Table of Contents
Fetching ...

Can Video Diffusion Model Reconstruct 4D Geometry?

Jinjie Mai, Wenxuan Zhu, Haozhe Liu, Bing Li, Cheng Zheng, Jürgen Schmidhuber, Bernard Ghanem

TL;DR

Sora3R tackles the problem of reconstructing dynamic 4D geometry from monocular video by leveraging spatiotemporal priors learned by large scale video diffusion models. It introduces a two stage pipeline that first adapts a pointmap VAE from a pretrained video VAE and then fine tunes a transformer based diffusion backbone in the joint video and pointmap latent space to predict 4D pointmaps for all frames in a feedforward fashion. The approach eliminates external modules and heavy optimization, achieving robust camera pose estimation and detailed dynamic geometry across diverse scenes while remaining competitive with state of the art on dynamic data. The work demonstrates the potential of generative video models to inform and accelerate dynamic 3D reconstruction and points to scalable future improvements with stronger backbones and longer video sequences.

Abstract

Reconstructing dynamic 3D scenes (i.e., 4D geometry) from monocular video is an important yet challenging problem. Conventional multiview geometry-based approaches often struggle with dynamic motion, whereas recent learning-based methods either require specialized 4D representation or sophisticated optimization. In this paper, we present Sora3R, a novel framework that taps into the rich spatiotemporal priors of large-scale video diffusion models to directly infer 4D pointmaps from casual videos. Sora3R follows a two-stage pipeline: (1) we adapt a pointmap VAE from a pretrained video VAE, ensuring compatibility between the geometry and video latent spaces; (2) we finetune a diffusion backbone in combined video and pointmap latent space to generate coherent 4D pointmaps for every frame. Sora3R operates in a fully feedforward manner, requiring no external modules (e.g., depth, optical flow, or segmentation) or iterative global alignment. Extensive experiments demonstrate that Sora3R reliably recovers both camera poses and detailed scene geometry, achieving performance on par with state-of-the-art methods for dynamic 4D reconstruction across diverse scenarios.

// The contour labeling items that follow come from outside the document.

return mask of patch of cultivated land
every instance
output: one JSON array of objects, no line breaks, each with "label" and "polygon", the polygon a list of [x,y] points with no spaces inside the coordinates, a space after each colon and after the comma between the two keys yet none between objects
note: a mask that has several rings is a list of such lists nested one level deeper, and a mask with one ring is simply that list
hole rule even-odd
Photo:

Can Video Diffusion Model Reconstruct 4D Geometry?

TL;DR

Sora3R tackles the problem of reconstructing dynamic 4D geometry from monocular video by leveraging spatiotemporal priors learned by large scale video diffusion models. It introduces a two stage pipeline that first adapts a pointmap VAE from a pretrained video VAE and then fine tunes a transformer based diffusion backbone in the joint video and pointmap latent space to predict 4D pointmaps for all frames in a feedforward fashion. The approach eliminates external modules and heavy optimization, achieving robust camera pose estimation and detailed dynamic geometry across diverse scenes while remaining competitive with state of the art on dynamic data. The work demonstrates the potential of generative video models to inform and accelerate dynamic 3D reconstruction and points to scalable future improvements with stronger backbones and longer video sequences.

Abstract

Reconstructing dynamic 3D scenes (i.e., 4D geometry) from monocular video is an important yet challenging problem. Conventional multiview geometry-based approaches often struggle with dynamic motion, whereas recent learning-based methods either require specialized 4D representation or sophisticated optimization. In this paper, we present Sora3R, a novel framework that taps into the rich spatiotemporal priors of large-scale video diffusion models to directly infer 4D pointmaps from casual videos. Sora3R follows a two-stage pipeline: (1) we adapt a pointmap VAE from a pretrained video VAE, ensuring compatibility between the geometry and video latent spaces; (2) we finetune a diffusion backbone in combined video and pointmap latent space to generate coherent 4D pointmaps for every frame. Sora3R operates in a fully feedforward manner, requiring no external modules (e.g., depth, optical flow, or segmentation) or iterative global alignment. Extensive experiments demonstrate that Sora3R reliably recovers both camera poses and detailed scene geometry, achieving performance on par with state-of-the-art methods for dynamic 4D reconstruction across diverse scenarios.

Paper Structure

This paper contains 21 sections, 10 equations, 5 figures, 4 tables.

Figures (5)

  • Figure 1: Training Pipeline During training, with pretrained video VAE encoder ($\mathcal{E}_{\text{RGB}}$) and pointmap VAE encoder ($\mathcal{E}_{\text{XYZ}}$), video latent and noisy pointmap latent are concatenated for training latent diffusion transformer with denoising loss.
  • Figure 2: Inference Pipeline During testing, we sample random noise $\epsilon$ and concat it with video latent $\textbf{H}_{RGB}$. The denoised temporal pointmap latent $\textbf{H}_{XYZ}$ from DiT can finally be decoded to 4D pointmaps $\mathbf{\hat{P}}$ through $\mathcal{D}_{\text{XYZ}}$.
  • Figure 3: Visualization Comparisons From top to bottom is Sora3R (ours), MonST3R monst3r, DUSt3R dust3r, and groundtruth. For each method, the top row is the reconstructed depth map while the second row is the camera trajectory visualized together with the groundtruth trajectory. For groundtruth, the top row is depth while the second is the corresponding video frame. Since TUM-dynamics and ScanNet are obtained by depth cameras with missing or invalid pixels, they are marked with dark red.
  • Figure 4: Runtime Comparison Average runtime (in seconds) to process video sequence with $17\times384\times512$ spatiotemporal resolution, evaluated from $50$ runs on a single $A100$.
  • Figure 5: Limitation: Example Failure Case.Left: Video Frame; Middle: Recovered Depth; Right: Recovered Camera Trajectory. Sometimes, Sora3R predicts imbalanced pointclouds ranging from very near and very far, resulting in totally failed camera pose recovery.